We won’t touch on how I am feeling today, which is so exhausted I am pretty useless. Instead, the moments from my weekend, which was peppered with pure joy. This is unheard of so close to my sweet girls birthday…
I was talking with someone today and she said, you seem off. I said, yeah, I have not been sleeping fantastic, plus Bella’s birthday is next week, so there is that. She just looked at me and said, man, it is a hard few months for you. I forget sometimes. I mean I don’t, but I do.
I was watching the latest season of The Americans last night, it is a really good show if you haven’t seen it. There is this part where they are in America, then will move to a scene in Russia.

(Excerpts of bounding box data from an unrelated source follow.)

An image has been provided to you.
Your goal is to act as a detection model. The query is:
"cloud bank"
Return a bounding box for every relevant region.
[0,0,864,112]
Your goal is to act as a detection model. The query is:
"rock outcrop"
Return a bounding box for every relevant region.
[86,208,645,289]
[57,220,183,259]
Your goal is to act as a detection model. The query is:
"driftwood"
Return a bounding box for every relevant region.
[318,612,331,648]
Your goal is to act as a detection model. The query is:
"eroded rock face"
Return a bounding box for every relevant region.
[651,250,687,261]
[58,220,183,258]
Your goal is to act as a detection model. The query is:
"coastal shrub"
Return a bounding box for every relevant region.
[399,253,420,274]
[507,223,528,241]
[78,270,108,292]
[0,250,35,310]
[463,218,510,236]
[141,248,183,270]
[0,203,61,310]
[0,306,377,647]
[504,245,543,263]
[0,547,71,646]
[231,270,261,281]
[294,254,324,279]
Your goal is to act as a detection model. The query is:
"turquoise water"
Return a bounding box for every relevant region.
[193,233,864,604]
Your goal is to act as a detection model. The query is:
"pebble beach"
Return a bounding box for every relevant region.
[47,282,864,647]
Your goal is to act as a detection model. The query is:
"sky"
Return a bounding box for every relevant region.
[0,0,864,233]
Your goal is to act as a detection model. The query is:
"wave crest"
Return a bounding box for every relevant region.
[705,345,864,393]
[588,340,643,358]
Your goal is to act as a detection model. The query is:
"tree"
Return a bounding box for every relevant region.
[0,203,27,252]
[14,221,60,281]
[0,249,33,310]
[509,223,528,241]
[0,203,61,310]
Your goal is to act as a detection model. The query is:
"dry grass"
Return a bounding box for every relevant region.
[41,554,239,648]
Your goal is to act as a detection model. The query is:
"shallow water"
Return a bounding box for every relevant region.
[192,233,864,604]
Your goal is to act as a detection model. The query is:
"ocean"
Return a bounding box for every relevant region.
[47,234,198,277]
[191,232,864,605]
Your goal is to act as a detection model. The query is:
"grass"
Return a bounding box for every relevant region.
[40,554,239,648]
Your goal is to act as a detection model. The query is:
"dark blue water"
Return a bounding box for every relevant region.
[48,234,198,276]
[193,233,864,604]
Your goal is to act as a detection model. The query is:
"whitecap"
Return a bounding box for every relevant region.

The light is interesting between the two, America showing up in bright colors to the contrast of a blue/grey filter in Russia. My world had that grey filter for so very long after Jesse and Bella died. Things were a dull gray matte, no matter the spectrum of colors that were portrayed in front of me. A little over a year ago, I started seeing snippets of color again, which was probably much like someone who has seen black and white their whole lives seeing color for the first time. There were even moments of peace sprinkled in here and there. You have probably noticed over the past six months or so, some more reference to both color, peace, and joy mixed in to the pot that holds a whole lot of emotion for me. This weekend was different though.

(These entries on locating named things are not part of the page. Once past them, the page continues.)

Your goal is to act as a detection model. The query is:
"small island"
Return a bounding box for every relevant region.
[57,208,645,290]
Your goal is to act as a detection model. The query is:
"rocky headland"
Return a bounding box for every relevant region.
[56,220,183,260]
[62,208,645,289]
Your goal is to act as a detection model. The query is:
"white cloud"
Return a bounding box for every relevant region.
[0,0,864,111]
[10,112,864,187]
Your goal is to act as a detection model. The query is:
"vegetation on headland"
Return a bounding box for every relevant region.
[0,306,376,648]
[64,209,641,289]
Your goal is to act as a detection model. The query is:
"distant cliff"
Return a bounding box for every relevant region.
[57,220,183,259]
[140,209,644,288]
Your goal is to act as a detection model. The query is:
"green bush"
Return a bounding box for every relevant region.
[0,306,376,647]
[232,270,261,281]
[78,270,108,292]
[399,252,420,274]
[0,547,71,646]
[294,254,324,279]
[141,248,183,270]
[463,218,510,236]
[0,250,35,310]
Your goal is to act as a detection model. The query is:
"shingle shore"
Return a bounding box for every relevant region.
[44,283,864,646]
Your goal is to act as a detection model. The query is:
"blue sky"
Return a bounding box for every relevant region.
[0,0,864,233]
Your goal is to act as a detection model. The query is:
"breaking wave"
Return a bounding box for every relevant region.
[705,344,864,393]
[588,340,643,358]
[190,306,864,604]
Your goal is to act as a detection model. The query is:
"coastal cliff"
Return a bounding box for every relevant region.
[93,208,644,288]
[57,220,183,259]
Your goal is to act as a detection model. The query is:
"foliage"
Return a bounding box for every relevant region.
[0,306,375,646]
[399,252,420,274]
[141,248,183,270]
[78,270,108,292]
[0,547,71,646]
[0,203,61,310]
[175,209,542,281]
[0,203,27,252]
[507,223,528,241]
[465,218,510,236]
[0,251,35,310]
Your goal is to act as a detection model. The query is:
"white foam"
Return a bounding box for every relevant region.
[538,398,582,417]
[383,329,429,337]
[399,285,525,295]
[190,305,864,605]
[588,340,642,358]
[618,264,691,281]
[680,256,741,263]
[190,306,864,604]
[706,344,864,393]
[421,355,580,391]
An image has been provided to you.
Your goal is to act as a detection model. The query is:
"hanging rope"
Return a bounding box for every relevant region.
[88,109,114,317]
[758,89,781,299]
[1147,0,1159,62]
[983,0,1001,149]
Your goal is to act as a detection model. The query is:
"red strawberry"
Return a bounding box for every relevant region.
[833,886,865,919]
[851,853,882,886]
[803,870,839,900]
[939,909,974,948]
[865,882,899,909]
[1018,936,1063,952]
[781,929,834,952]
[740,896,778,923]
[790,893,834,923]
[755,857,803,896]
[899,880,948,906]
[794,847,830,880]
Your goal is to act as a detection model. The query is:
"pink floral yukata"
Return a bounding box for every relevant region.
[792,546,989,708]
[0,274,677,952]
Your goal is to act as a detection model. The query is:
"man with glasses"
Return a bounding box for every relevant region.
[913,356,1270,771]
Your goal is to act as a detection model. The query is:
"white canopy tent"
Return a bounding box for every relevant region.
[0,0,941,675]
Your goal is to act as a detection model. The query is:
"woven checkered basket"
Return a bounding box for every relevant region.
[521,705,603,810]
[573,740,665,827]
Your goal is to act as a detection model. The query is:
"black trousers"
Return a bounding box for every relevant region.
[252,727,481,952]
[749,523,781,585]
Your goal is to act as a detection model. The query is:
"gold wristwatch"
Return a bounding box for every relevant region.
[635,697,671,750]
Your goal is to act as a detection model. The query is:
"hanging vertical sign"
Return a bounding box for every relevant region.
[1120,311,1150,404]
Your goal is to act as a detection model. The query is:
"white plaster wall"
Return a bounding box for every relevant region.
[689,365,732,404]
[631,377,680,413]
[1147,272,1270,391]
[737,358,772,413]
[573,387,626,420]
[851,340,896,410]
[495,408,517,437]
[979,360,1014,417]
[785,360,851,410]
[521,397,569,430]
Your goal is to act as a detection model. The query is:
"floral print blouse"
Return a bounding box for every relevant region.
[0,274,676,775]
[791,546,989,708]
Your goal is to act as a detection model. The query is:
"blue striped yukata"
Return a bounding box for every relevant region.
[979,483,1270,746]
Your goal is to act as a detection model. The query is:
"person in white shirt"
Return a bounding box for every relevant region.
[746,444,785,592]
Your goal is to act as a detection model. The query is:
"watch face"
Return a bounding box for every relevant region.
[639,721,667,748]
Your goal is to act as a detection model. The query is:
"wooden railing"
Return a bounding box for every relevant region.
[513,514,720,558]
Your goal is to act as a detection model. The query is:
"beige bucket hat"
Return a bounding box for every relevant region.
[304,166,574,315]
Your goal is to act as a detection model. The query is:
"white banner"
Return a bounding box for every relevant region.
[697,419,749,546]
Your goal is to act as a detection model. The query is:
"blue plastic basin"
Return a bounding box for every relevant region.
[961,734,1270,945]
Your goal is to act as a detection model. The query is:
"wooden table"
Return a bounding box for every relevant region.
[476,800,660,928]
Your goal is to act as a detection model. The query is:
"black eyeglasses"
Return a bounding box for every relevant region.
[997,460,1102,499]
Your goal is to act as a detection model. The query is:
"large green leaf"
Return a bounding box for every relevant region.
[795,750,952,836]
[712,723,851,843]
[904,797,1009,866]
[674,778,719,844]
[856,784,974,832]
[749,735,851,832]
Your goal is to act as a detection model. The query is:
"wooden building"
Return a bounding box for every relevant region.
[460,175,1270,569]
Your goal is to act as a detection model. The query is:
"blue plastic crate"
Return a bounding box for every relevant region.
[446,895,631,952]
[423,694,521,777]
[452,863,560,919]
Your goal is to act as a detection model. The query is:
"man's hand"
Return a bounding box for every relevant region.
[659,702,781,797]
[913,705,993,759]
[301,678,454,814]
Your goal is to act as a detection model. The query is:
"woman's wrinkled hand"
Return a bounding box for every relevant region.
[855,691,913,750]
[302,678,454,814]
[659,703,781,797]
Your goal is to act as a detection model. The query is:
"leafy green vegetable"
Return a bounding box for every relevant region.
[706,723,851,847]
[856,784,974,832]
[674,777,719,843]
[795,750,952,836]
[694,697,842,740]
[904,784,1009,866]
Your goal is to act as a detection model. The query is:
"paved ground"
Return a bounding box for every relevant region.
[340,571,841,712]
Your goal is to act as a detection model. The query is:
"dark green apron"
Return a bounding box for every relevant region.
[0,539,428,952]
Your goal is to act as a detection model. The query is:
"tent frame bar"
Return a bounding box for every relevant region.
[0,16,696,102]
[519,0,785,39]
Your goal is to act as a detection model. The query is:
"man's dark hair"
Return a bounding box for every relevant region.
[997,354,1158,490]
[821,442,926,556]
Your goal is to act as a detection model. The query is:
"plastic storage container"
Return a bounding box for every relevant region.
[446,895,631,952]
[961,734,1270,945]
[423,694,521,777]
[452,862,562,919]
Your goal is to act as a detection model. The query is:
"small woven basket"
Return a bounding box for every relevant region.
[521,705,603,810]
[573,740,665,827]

I have written about this time and time again, anniversaries suck. The leading up is a whole other level of suckage I can’t even describe. My subconscious reeks havoc on me in so many ways and I live in a perpetual fog and state of exhaustion waiting for whatever flashback or anxiety/panic attack is planned or has ensued. I have learned to expect this and have given myself a whole lot leeway on the expectation front in terms of my to do list. Maribella’s birthday is no exception, and in some cases worse for me. Not a day goes by when I don’t think of her, but I have to keep a safe distance from it less her grief actually surfaces. No, I have not dealt with it. A mind can only do so much before it breaks, and that will be the thing that does it, and I can’t have that. So, bits come through here and there. Often, when I see a rainbow, I think of her. She usually tried to put as many colors together in an outfit as possible. We saw one this past Saturday while watching a Timbers game, I just stared, thinking of her. There is a point in the game where they sing You are My Sunshine towards the end, where tears flow freely from my eyes, because like so many parents, I used to sing that to her all the time. But for reals, she was like a sunshine, such a positive radiant soul. But then my mind stops itself in its tracks, usually disassociates a bit, then I get numbish. Yeah, suckage and numbish, I am in touch with Webster. Anyways. I just can’t go to the depths that are present when it comes to her. But leading up to our birthdays, hers June 21 and mine June 26, is hard. I remember when she was born looking forward to celebrating with her as she grew up. I always said she was my early birthday present. Yeah, you can imagine how I feel about my birthday now, add that to the list of bittersweet things in my life.
So, you can imagine my surprise this past weekend when at quite a few points, I had a content peacefulness that was filled with joy. I actually had tears in my eyes sometimes with the emotion around that. Not much gets lost on me as you have probably figured out. Also, that I hum at a different level of gratitude and appreciation for things. To have these moments so close to my girls birthday is nothing short of amazing. I can’t imagine it is ever going to be easy, but to know that it is possible to be able to see the color through the gray during this time, to actually have joyful moments, I cannot even begin to say what that does. It gives hope is what it does. It gives hope for a future less suckier. Yeah, another one for Webster.